In 2001, there was a fatal accident at a level crossing on the railway line along Bells Road on the Olympic Highway. As a result, the level crossing has been replaced by the Five Mates Bridge.

==Sports and recreation==
The Gerogery Football Club was formed in 1903 after a meeting at the Gerogery Hotel. Gerogery FC had a golden era in the early 1930s, when they won the 1930 Central Hume Football Association premiership, then won four consecutive Hume Football League premierships from 1933 to 1936, before folding in 1949.

Gerogery also formerly had a rugby league team in the Group 13 Rugby League competition.

==Tourist attractions==
The architecture of the station master's house, the Gerogery Pub, and Commemoration Hall, are worthy of note. The Gerogery Doll Museum is also an attraction.

== 2009 bushfire ==
On 17 December 2009, a fire began at the smouldering Walla Walla rubbish tip, and spread in high winds (estimated to be 100 km/h) across farm land between Glenellen and Gerogery.

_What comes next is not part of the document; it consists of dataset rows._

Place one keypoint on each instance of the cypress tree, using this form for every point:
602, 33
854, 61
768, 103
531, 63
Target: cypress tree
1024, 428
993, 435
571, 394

It took less than an hour to travel 10 km, burning out an estimated 7000 ha. The Rural Fire Service reported sheds, crops, cars and four dwellings were destroyed; the tennis courts were burned down, part of the Olympic Highway was closed, and the Benambra Range was under threat. At least 50 fire trucks were deployed in the Gerogery area.

The Greater Hume Shire Council provided $200,000 to help landowners replace approximately 300 km of boundary fences and help in the removal of fallen tree debris.